Imitating is an important part of developing singing skills. A small child learns to speak by trying to repeat again and again the words he hears from his parents. In the beginning, also singing is learned by listening, imitating and PRACTICING. An another skill is however needed for deeper learning: a skill to sense the voice in one’s own body.
Activating Muscles For New Tasks
Singing is muscle work. When singing we use little muscles in the larynx and in the vocal tract. Activating these muscles for singing is a process in which noticing and self-monitoring the muscle work in one’s own body helps more than just trusting the ear.
Sense The Voice
Have you ever noticed that some singers’ voices make you feel good in your body? Instead some other singers’ voices might feel even uncomfortable in your throat. This phenomenon is called an audio kinesthetic skill – a skill to feel or sense in your own body what other people are doing in theirs when singing or speaking.
The audio kinesthetic skill can be improved too. It is an important tool for singing teachers that guide their students with it. For a singing student the audio kinesthetic skill is a benefit; it helps to repeat what a teacher shows with his or her voice.
To accomplish a new thing for the first time happens often “by accident” and unconsciously.
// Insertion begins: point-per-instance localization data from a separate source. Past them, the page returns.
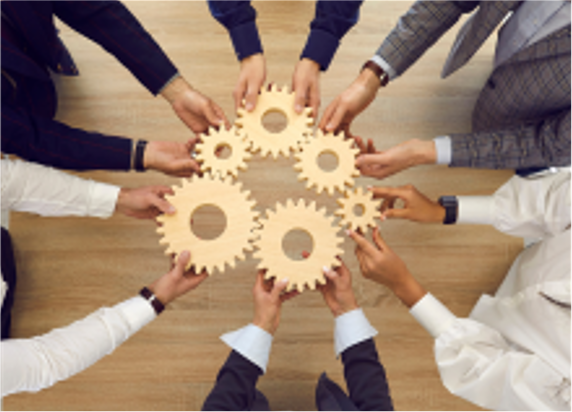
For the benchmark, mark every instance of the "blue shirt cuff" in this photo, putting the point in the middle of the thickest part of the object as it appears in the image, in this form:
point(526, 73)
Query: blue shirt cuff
point(321, 48)
point(246, 40)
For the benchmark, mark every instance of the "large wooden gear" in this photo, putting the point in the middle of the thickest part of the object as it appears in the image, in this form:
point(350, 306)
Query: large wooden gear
point(297, 130)
point(236, 237)
point(210, 145)
point(342, 176)
point(361, 199)
point(301, 273)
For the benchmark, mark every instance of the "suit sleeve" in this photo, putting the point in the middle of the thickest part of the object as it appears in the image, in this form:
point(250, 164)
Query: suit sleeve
point(365, 378)
point(46, 141)
point(111, 25)
point(419, 29)
point(235, 387)
point(540, 144)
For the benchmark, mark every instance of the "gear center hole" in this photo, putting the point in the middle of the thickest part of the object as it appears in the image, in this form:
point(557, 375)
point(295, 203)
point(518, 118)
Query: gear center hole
point(327, 161)
point(274, 121)
point(223, 151)
point(297, 244)
point(208, 222)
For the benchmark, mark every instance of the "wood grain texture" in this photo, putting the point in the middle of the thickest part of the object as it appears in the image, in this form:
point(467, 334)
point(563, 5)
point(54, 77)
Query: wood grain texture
point(70, 267)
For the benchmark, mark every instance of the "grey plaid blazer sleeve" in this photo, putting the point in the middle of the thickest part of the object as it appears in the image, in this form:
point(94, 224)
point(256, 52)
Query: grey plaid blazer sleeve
point(542, 144)
point(419, 29)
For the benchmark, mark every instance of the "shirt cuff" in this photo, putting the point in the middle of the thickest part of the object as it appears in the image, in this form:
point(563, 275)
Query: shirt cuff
point(443, 146)
point(380, 61)
point(432, 315)
point(137, 311)
point(103, 199)
point(252, 342)
point(321, 48)
point(246, 40)
point(476, 210)
point(352, 328)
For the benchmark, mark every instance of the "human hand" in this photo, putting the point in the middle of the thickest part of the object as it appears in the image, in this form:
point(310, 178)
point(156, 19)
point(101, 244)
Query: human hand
point(268, 298)
point(145, 202)
point(171, 158)
point(177, 282)
point(197, 111)
point(342, 111)
point(417, 206)
point(403, 156)
point(250, 80)
point(338, 292)
point(306, 86)
point(382, 265)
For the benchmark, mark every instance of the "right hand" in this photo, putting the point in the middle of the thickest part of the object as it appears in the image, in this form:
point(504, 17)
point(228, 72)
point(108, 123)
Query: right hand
point(339, 115)
point(177, 282)
point(417, 206)
point(268, 298)
point(250, 80)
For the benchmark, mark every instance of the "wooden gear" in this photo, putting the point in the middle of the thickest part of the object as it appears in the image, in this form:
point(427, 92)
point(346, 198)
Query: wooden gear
point(211, 143)
point(358, 197)
point(338, 178)
point(297, 130)
point(276, 225)
point(236, 237)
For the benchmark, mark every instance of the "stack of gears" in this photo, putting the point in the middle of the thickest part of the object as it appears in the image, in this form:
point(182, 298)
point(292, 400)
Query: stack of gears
point(245, 229)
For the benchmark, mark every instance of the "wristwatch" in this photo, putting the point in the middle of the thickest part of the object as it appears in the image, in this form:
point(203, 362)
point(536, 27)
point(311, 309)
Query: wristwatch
point(451, 206)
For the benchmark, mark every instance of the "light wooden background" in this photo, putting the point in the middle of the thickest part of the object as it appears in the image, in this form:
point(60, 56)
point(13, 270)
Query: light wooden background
point(70, 267)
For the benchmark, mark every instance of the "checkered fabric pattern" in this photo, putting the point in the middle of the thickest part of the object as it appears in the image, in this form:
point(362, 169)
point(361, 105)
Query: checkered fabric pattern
point(523, 117)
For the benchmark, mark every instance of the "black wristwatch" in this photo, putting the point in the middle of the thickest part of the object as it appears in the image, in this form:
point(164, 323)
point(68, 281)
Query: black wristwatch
point(451, 206)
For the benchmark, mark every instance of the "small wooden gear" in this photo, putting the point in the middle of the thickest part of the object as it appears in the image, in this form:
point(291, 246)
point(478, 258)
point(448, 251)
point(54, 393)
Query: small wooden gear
point(234, 140)
point(342, 176)
point(316, 223)
point(297, 130)
point(236, 237)
point(358, 198)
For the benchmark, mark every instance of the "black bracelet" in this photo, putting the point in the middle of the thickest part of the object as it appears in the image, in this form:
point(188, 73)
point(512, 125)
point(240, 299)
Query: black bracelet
point(153, 301)
point(139, 154)
point(451, 206)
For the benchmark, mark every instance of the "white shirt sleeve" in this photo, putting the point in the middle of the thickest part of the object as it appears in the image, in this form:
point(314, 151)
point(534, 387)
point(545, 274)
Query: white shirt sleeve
point(252, 342)
point(28, 187)
point(351, 328)
point(526, 207)
point(476, 363)
point(30, 365)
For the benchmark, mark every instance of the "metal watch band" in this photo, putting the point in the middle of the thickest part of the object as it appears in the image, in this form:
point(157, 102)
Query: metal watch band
point(153, 301)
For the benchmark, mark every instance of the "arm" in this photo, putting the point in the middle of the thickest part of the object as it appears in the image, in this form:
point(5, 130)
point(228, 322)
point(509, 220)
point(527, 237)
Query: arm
point(37, 363)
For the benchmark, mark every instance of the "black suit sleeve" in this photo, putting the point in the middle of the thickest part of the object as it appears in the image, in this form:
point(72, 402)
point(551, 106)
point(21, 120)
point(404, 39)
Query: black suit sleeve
point(235, 387)
point(365, 378)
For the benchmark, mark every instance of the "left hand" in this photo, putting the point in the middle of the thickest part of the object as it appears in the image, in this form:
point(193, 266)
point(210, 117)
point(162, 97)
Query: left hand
point(306, 86)
point(171, 158)
point(197, 111)
point(144, 202)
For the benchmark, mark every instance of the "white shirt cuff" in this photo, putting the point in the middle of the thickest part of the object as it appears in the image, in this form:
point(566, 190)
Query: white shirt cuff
point(137, 311)
point(352, 328)
point(432, 315)
point(103, 199)
point(380, 61)
point(476, 210)
point(252, 342)
point(443, 146)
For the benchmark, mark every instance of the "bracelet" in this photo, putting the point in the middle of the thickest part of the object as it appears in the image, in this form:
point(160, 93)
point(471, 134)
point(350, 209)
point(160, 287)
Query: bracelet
point(379, 72)
point(153, 301)
point(139, 153)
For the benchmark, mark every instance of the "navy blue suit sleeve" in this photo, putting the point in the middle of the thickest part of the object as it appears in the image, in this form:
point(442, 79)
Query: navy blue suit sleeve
point(110, 24)
point(365, 378)
point(235, 387)
point(46, 141)
point(334, 18)
point(239, 18)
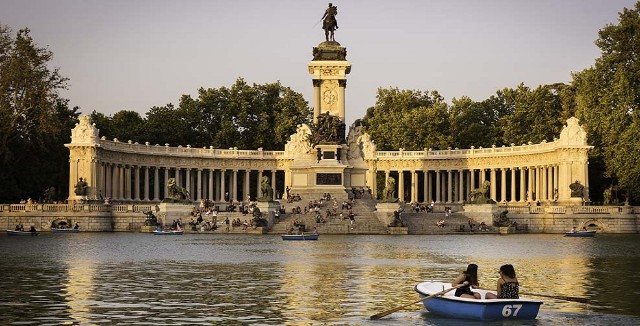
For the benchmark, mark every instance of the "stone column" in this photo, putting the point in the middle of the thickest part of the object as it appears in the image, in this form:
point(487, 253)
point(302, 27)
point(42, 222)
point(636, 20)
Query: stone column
point(401, 185)
point(187, 178)
point(556, 179)
point(199, 184)
point(156, 184)
point(473, 179)
point(461, 186)
point(127, 182)
point(342, 84)
point(273, 183)
point(247, 177)
point(145, 194)
point(258, 183)
point(234, 186)
point(536, 176)
point(222, 184)
point(531, 183)
point(136, 185)
point(316, 100)
point(494, 181)
point(513, 185)
point(210, 193)
point(166, 182)
point(522, 184)
point(449, 186)
point(585, 193)
point(414, 186)
point(503, 184)
point(545, 189)
point(438, 186)
point(121, 194)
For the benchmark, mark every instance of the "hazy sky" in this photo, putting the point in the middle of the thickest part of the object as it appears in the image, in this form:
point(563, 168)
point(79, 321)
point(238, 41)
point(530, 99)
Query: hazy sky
point(135, 54)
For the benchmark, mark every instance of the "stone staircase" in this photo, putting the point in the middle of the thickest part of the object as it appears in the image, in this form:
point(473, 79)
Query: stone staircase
point(366, 221)
point(425, 223)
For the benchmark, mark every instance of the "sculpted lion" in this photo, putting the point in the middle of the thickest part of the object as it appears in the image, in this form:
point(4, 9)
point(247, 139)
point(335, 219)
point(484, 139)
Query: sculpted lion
point(177, 192)
point(389, 192)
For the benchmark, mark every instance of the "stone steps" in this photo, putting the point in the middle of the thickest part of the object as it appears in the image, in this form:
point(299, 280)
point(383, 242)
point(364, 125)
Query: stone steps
point(366, 220)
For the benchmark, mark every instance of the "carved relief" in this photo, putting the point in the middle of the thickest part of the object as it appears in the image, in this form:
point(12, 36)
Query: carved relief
point(329, 97)
point(84, 132)
point(572, 134)
point(299, 143)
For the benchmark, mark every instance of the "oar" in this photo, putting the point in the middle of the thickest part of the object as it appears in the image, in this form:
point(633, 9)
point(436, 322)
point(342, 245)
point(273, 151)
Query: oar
point(559, 297)
point(390, 311)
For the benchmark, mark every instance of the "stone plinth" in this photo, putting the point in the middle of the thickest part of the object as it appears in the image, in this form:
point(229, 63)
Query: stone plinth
point(482, 212)
point(576, 201)
point(267, 209)
point(398, 230)
point(385, 211)
point(174, 211)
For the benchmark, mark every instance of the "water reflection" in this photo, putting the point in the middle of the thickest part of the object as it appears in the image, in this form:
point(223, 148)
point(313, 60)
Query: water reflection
point(204, 279)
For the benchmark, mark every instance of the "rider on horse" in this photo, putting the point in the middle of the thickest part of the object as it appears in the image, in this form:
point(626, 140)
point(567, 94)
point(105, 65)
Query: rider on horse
point(329, 23)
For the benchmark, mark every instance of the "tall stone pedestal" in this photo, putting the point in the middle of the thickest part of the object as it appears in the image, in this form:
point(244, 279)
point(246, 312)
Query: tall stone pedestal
point(482, 212)
point(267, 208)
point(173, 211)
point(384, 211)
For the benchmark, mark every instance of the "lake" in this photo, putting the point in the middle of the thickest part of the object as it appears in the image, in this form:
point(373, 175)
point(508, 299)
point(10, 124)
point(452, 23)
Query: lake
point(205, 279)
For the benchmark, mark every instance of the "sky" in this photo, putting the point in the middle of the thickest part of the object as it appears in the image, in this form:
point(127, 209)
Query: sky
point(137, 54)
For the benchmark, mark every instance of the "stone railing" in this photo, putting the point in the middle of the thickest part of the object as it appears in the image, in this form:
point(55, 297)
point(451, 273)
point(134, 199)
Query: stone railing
point(188, 151)
point(70, 208)
point(518, 209)
point(481, 152)
point(596, 209)
point(140, 208)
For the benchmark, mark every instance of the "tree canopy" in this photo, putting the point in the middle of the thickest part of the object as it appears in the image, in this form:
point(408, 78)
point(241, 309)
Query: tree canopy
point(244, 116)
point(34, 120)
point(608, 99)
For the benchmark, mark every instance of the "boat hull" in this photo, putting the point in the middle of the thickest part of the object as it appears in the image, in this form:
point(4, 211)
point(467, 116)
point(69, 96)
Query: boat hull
point(300, 236)
point(484, 309)
point(65, 230)
point(21, 233)
point(581, 234)
point(168, 232)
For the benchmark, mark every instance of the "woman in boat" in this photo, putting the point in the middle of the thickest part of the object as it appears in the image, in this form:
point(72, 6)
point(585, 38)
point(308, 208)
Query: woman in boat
point(468, 278)
point(508, 286)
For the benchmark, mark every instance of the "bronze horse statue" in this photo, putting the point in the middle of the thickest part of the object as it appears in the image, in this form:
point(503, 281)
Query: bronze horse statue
point(329, 22)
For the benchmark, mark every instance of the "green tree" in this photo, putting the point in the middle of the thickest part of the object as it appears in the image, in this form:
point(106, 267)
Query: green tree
point(532, 115)
point(34, 119)
point(475, 123)
point(608, 97)
point(409, 119)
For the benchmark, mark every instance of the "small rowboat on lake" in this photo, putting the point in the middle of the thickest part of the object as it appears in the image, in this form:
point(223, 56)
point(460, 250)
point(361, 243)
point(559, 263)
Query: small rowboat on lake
point(580, 234)
point(54, 230)
point(168, 232)
point(21, 233)
point(484, 309)
point(300, 236)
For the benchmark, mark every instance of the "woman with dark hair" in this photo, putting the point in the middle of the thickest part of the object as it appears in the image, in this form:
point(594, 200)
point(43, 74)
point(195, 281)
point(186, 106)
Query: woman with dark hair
point(508, 286)
point(468, 278)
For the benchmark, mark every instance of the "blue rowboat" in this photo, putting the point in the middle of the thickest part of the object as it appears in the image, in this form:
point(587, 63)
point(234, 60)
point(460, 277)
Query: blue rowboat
point(163, 232)
point(580, 234)
point(300, 236)
point(21, 233)
point(483, 309)
point(54, 230)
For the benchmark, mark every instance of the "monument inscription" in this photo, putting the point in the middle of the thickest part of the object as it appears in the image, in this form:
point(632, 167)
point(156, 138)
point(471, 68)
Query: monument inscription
point(329, 179)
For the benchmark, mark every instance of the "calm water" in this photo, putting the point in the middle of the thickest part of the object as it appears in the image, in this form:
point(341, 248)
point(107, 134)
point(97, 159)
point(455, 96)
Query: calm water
point(142, 279)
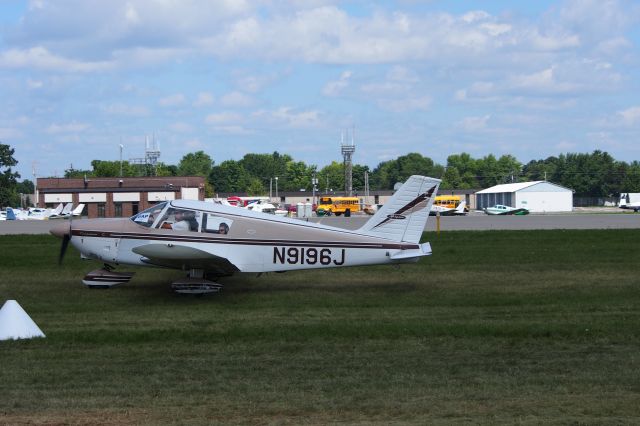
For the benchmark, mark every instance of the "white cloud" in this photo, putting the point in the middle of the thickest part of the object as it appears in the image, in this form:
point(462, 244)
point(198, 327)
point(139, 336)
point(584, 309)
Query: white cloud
point(236, 100)
point(34, 84)
point(291, 118)
point(181, 127)
point(73, 127)
point(8, 133)
point(203, 99)
point(405, 105)
point(223, 118)
point(172, 100)
point(40, 58)
point(126, 110)
point(630, 116)
point(336, 87)
point(474, 124)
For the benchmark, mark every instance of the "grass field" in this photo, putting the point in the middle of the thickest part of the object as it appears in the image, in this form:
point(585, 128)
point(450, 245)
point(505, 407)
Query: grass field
point(498, 327)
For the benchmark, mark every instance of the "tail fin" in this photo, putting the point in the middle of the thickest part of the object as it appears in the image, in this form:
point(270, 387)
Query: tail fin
point(405, 215)
point(78, 210)
point(67, 209)
point(58, 210)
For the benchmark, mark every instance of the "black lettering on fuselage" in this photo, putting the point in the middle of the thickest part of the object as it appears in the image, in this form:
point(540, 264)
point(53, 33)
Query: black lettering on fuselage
point(278, 255)
point(308, 255)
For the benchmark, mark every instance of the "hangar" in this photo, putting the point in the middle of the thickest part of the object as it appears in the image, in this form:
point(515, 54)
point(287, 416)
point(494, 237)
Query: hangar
point(537, 197)
point(117, 197)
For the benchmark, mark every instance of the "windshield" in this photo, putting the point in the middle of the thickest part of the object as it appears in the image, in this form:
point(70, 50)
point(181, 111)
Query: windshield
point(148, 216)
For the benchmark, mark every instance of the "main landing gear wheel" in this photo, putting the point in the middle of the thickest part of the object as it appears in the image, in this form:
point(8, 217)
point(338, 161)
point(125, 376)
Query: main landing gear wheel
point(196, 284)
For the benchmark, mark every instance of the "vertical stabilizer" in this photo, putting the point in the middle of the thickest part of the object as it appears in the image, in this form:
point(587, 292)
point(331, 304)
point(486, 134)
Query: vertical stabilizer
point(78, 210)
point(405, 215)
point(11, 215)
point(67, 209)
point(15, 323)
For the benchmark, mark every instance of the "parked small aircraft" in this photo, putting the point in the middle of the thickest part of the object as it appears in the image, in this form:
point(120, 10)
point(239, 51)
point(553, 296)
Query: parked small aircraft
point(213, 240)
point(500, 209)
point(448, 211)
point(630, 201)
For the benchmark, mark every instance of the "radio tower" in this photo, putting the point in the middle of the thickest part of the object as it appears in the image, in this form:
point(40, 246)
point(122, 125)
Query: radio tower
point(347, 151)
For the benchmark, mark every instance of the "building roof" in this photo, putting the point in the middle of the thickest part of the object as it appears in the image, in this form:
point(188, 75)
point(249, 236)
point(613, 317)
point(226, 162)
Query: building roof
point(515, 187)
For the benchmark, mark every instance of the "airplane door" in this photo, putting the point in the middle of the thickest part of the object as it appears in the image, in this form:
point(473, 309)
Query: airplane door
point(105, 249)
point(110, 249)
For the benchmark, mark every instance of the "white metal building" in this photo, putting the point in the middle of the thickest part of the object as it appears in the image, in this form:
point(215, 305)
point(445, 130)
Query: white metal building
point(537, 197)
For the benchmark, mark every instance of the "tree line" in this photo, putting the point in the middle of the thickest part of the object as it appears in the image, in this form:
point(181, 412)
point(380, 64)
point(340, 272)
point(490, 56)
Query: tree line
point(595, 174)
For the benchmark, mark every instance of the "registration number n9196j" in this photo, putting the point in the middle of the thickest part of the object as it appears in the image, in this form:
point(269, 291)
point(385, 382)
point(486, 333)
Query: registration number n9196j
point(308, 256)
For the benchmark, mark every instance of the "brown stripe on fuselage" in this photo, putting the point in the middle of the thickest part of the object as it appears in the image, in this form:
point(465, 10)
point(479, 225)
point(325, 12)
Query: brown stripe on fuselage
point(241, 241)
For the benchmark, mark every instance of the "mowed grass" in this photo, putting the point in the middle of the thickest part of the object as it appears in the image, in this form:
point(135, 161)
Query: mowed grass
point(497, 327)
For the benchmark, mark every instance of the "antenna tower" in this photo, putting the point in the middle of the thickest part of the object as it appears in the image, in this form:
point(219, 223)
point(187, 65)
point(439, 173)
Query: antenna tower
point(347, 151)
point(151, 155)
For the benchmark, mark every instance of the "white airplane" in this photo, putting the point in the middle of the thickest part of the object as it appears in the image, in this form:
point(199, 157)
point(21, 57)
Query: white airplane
point(630, 201)
point(78, 210)
point(213, 240)
point(64, 213)
point(33, 213)
point(265, 207)
point(503, 210)
point(449, 211)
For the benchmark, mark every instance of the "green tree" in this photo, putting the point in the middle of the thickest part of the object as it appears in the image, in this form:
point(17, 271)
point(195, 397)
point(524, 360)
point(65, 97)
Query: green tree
point(630, 181)
point(467, 169)
point(331, 177)
point(388, 173)
point(255, 187)
point(25, 187)
point(266, 167)
point(8, 178)
point(229, 177)
point(195, 164)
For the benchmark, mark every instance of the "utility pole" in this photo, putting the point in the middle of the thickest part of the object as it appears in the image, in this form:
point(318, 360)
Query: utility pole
point(347, 151)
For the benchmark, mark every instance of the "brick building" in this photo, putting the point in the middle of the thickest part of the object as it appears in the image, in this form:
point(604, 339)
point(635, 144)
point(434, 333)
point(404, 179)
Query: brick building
point(117, 197)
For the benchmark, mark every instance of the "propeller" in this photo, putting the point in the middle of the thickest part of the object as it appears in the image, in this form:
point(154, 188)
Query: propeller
point(63, 247)
point(62, 230)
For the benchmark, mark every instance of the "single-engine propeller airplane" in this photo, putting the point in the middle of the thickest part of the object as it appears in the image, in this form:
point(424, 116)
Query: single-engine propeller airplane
point(213, 240)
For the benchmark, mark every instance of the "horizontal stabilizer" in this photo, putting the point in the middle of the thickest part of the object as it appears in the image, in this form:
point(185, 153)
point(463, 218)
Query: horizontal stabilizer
point(424, 250)
point(404, 216)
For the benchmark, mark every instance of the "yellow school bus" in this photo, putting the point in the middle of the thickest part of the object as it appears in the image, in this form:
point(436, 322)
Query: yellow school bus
point(339, 205)
point(449, 201)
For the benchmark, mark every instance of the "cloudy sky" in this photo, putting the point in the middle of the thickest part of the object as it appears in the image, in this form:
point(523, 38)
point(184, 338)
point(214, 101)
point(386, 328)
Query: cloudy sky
point(532, 79)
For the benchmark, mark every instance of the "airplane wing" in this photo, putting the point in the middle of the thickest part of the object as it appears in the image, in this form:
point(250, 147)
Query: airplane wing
point(184, 257)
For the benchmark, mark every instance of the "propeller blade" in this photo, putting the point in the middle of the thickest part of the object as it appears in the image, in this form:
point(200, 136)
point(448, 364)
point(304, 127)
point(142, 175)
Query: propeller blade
point(63, 248)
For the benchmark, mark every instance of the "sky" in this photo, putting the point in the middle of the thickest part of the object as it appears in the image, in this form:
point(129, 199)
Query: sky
point(229, 77)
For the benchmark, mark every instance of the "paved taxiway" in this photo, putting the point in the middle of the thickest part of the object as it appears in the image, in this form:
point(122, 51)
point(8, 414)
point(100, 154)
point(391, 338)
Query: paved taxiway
point(475, 221)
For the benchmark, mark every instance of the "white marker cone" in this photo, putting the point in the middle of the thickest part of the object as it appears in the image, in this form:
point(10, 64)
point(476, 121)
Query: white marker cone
point(15, 323)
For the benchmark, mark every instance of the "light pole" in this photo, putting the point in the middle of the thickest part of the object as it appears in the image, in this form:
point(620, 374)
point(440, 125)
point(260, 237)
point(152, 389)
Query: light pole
point(314, 182)
point(121, 146)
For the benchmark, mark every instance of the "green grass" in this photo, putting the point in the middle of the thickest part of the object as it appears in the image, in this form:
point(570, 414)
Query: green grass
point(496, 327)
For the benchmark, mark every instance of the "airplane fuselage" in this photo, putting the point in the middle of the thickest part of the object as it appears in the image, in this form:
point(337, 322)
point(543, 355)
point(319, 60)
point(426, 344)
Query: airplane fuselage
point(252, 245)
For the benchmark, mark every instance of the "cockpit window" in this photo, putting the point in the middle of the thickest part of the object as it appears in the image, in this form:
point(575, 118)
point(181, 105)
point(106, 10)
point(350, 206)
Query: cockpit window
point(215, 224)
point(148, 216)
point(180, 220)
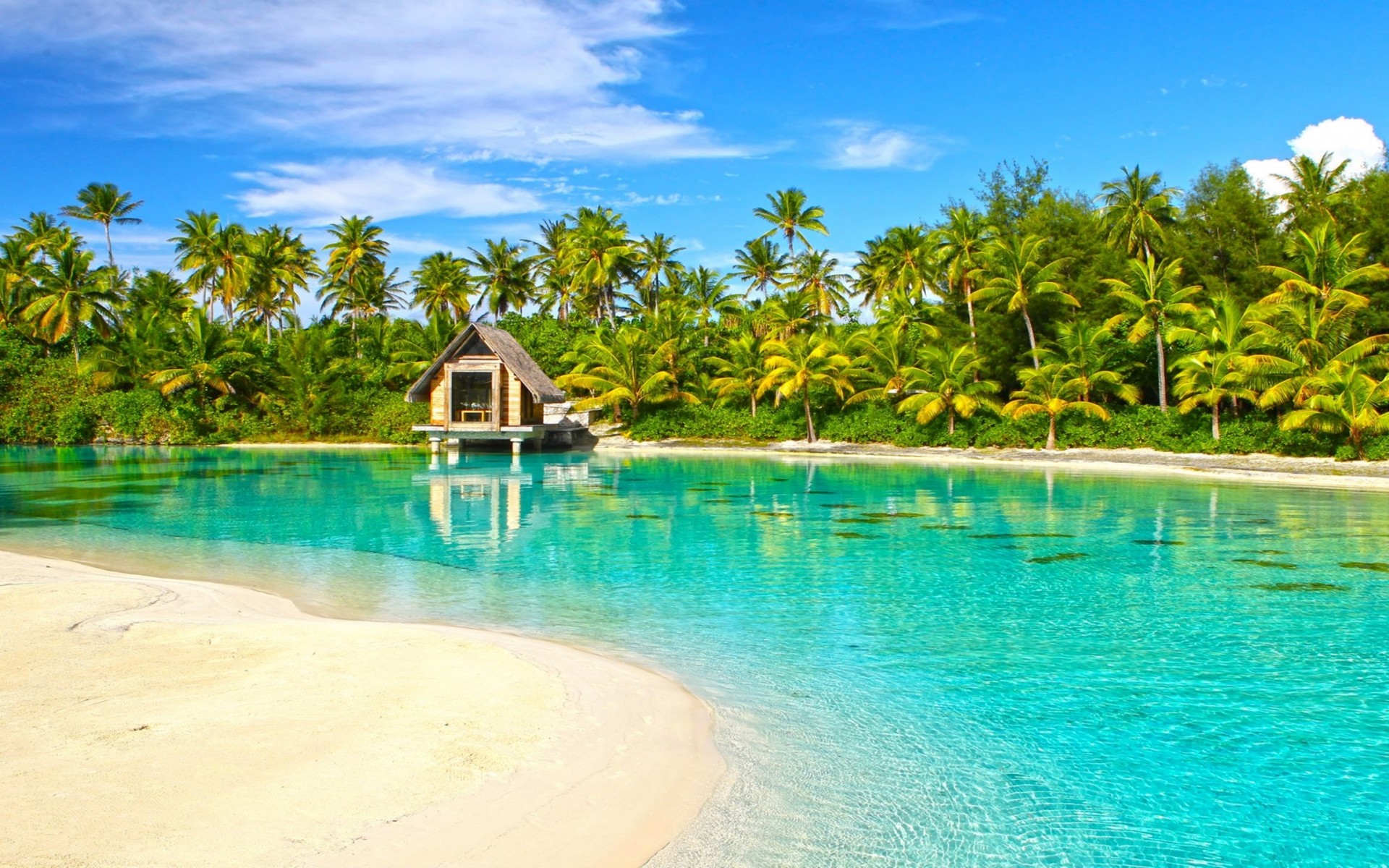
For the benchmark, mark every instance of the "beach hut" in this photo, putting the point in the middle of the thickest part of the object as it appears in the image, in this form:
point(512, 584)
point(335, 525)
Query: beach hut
point(484, 386)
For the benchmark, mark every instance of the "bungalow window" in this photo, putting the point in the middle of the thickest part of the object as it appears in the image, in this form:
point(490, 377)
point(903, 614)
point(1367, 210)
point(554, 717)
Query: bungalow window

Establishing a new function needs repetition and consciousness. Together with understanding what happens in the body and with the recognition how and where the maneuver is felt in the body are the keys to real learning in singing.
Practicing Process: Understand, Discover, Feel And Repeat
- Understand what you are practicing and why. It helps to visualise and implement the following parts.
- Discover the function by imitating or with a natural reflex.
- Feel or sense where the muscles are working in your body and with what kind of effort.
- Repeat until you can do it automatically.